Applying the Chinese remainder theorem gives us $x=76$.

Can I then simply conclude that the element we're looking for in $\mathbb{Z}/143\mathbb{Z}$ is $\overline{76}$?

Answer 1

Hint:
Find an element $x$ with $x\equiv1\pmod {11}$ and $x\equiv0\pmod {13}.$ Similarly find $y$ with $\begin{cases}y\equiv0\pmod{11}\\y\equiv1\pmod {13}\end{cases}.$ Then $10x+11y\pmod{143}$ is what you want.

Hope this helps.

Answer 2

By Bezout's identity we know that we can find $ x, y$ such that $ 11x + 13y = 1 $. Using the Euclidean algorithm, we have:

$$ 13 = 11\cdot 1 + 2 $$ $$ 11 = 2 \cdot 5 + 1 $$ $$ 2 = 2 \cdot 1 + 0 $$

and now we substitute back:

$$ 1 = 11 - 2 \cdot 5 = 11 - (13 - 11) \cdot 5 = 11 \cdot 6 - 13 \cdot 5 $$

This helps us because now we can explicitly produce the solution.
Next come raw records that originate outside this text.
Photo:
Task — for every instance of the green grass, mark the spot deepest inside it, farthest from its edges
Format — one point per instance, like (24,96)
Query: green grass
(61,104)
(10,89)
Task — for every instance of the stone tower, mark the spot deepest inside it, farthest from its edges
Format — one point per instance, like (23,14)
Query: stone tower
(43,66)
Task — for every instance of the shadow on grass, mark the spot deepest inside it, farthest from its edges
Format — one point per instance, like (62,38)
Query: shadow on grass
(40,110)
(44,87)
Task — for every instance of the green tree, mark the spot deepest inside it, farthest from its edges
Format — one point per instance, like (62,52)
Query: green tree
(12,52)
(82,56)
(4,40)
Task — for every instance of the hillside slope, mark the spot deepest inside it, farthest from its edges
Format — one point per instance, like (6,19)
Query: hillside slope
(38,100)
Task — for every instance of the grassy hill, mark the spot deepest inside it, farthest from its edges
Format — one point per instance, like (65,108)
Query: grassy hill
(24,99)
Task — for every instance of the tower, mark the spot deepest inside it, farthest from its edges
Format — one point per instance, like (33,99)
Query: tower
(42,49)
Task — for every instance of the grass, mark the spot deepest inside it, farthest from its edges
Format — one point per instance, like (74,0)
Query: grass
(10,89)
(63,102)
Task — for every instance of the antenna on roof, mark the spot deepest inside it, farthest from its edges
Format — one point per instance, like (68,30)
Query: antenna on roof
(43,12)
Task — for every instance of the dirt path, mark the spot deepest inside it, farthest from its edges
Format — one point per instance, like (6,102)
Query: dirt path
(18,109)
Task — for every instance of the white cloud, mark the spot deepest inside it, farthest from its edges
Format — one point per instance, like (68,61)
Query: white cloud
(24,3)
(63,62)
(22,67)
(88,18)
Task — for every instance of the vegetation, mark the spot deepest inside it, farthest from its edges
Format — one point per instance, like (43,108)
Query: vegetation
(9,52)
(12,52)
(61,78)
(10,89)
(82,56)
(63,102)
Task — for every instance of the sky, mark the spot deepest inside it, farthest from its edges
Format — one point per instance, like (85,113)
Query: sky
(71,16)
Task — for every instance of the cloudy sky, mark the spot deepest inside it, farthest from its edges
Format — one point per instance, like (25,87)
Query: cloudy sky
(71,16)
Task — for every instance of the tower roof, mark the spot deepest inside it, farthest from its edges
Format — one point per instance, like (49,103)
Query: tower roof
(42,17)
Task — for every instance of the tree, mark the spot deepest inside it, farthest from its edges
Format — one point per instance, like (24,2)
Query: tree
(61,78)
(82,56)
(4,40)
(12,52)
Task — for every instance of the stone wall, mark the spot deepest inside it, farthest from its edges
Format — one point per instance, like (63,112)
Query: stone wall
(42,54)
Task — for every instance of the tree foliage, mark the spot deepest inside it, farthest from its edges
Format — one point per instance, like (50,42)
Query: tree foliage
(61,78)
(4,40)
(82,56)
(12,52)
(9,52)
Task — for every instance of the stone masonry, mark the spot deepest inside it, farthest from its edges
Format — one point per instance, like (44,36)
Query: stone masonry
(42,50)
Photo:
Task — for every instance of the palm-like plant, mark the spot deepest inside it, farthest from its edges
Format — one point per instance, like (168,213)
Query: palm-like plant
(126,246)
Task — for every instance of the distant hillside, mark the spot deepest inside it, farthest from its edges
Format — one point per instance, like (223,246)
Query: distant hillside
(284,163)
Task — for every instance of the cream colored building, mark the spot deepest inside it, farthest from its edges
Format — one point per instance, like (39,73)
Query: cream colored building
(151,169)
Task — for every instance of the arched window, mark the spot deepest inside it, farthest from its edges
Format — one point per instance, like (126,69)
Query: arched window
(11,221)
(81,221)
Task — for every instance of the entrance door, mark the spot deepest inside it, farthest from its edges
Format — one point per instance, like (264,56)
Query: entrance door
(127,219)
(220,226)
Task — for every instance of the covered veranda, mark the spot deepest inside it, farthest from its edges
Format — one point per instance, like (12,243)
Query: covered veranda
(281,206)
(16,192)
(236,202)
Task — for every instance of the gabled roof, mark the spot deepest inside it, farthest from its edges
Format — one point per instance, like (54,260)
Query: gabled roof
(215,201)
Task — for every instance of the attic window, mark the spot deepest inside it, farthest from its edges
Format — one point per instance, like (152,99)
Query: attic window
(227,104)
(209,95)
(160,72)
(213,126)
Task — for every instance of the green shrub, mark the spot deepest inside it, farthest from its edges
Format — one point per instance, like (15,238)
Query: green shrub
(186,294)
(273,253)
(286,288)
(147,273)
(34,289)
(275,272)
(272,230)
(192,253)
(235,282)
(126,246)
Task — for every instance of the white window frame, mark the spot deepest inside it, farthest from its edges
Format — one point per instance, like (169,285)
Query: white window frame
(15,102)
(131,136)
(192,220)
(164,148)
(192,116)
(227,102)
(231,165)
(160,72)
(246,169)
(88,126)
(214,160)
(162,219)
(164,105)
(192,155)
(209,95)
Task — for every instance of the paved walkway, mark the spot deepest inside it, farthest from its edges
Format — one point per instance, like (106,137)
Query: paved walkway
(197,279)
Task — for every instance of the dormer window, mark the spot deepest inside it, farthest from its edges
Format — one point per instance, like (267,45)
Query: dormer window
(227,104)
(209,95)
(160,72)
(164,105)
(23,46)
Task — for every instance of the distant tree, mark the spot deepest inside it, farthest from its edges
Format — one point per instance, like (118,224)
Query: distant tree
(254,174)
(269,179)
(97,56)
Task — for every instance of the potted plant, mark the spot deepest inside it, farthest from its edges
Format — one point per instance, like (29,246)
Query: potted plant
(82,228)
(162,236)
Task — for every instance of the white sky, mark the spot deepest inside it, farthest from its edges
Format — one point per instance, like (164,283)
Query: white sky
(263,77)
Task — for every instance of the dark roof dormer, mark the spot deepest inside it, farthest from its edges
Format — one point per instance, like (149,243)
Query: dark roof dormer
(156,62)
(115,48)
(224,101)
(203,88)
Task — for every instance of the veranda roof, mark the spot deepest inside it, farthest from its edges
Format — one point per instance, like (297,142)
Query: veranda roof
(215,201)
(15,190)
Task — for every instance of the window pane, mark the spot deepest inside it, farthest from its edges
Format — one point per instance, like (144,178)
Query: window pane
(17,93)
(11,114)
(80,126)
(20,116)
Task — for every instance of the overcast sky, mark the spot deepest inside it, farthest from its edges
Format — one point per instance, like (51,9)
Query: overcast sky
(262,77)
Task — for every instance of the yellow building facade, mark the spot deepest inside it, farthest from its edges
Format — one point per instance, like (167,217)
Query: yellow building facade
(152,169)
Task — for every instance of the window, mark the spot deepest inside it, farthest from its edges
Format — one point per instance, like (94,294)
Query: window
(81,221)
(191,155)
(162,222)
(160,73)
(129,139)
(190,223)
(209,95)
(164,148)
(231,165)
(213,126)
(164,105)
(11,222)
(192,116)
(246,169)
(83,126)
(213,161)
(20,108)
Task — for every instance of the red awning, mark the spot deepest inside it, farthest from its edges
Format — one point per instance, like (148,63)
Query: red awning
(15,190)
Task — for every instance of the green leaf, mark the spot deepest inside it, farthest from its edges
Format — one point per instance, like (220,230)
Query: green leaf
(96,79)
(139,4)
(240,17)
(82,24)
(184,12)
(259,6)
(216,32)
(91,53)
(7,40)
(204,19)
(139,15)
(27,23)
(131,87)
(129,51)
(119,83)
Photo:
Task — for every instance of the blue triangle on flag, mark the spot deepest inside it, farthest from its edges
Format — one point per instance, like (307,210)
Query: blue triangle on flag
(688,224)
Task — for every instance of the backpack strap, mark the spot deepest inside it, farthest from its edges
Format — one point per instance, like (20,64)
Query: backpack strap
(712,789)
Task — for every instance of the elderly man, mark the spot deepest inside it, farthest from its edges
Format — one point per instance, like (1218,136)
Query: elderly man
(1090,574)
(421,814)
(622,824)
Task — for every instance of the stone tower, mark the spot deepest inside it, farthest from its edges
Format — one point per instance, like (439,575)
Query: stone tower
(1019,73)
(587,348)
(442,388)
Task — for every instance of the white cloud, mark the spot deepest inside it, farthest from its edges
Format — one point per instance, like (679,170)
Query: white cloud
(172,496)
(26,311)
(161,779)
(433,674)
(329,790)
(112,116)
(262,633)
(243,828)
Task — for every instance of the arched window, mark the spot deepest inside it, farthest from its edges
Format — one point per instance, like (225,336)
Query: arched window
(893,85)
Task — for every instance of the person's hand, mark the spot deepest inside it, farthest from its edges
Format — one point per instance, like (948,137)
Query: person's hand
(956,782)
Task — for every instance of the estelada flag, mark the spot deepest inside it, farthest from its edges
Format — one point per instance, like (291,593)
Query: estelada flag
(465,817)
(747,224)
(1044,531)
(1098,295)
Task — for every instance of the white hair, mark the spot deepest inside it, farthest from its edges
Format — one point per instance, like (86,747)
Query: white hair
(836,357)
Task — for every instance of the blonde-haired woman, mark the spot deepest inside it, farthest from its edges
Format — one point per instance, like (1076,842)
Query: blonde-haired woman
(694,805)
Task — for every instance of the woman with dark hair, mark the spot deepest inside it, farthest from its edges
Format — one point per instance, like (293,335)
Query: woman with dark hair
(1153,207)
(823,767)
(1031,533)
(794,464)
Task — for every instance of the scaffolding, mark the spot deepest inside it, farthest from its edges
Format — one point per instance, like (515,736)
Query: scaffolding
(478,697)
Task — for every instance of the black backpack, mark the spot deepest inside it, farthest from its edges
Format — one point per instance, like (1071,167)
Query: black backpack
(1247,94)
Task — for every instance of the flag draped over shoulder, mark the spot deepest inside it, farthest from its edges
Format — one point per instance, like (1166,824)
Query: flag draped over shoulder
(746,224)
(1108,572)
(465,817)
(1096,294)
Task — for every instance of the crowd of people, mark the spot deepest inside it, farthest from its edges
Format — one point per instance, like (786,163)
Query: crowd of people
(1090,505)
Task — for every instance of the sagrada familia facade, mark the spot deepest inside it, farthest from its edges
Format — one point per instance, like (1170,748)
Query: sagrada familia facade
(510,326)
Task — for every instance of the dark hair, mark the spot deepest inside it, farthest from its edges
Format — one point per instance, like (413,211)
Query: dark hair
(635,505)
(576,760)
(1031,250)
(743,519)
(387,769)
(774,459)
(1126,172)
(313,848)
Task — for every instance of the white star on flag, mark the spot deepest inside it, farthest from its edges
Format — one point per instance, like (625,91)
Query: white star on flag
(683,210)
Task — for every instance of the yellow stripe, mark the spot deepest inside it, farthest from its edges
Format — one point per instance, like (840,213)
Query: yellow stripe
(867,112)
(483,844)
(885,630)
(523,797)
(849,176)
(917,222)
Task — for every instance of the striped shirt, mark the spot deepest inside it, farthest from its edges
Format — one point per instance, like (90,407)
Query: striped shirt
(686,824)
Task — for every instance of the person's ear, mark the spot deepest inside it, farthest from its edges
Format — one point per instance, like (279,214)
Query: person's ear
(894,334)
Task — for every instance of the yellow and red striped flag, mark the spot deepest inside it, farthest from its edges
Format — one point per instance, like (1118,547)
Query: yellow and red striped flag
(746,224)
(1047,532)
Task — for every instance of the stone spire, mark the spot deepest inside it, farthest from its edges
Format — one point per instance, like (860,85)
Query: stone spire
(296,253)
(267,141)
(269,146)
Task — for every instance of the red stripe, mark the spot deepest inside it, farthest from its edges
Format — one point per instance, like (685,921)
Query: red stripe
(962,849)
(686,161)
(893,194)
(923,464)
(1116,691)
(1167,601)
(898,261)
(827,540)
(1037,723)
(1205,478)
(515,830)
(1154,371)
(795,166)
Indeed, I claim that the solution is $ 11 \cdot 6 \cdot 11 - 13 \cdot 5 \cdot 10 = 76 $. We have that

$$ 11 \cdot 6 \cdot 11 - 13 \cdot 5 \cdot 10 \equiv 11 \cdot 6 \cdot 10 - 13 \cdot 5 \cdot 10 \equiv 10 \pmod{11} $$

and

$$ 11 \cdot 6 \cdot 11 - 13 \cdot 5 \cdot 10 \equiv 11 \cdot 6 \cdot 10 - 13 \cdot 5 \cdot 11 \equiv 11 \pmod{13} $$

Generally, if $ I $ and $ J $ are comaximal ideals of a ring $ R $, we can find $ i \in I $ and $ j \in J $ such that $ i + j = 1_R $. Then, the expression $ bi + aj $ lies in the cosets $ a + I $ and $ b + J $. In the case that $ R $ is an Euclidean domain, the Euclidean algorithm gives an easy way of computing $ i $ and $ j $ explicitly.

Answer 3

Solving the CRT by substitution directly, we have: $$\begin{align} x &=11k+10 \\ 11k+10 &\equiv 11 \bmod 13 \\ 11k &\equiv 1 \bmod 13 \\ k &\equiv 11^{-1} \bmod 13 \\ \end{align}$$

Then it's easy to find $11^{-1} = 6 \pmod {13}$ (since $66\equiv 1 \bmod 13$), and thus $k=6$ and $x=76 \;\square$.

And yes, that's the residue class that satisfies your initial problem statement.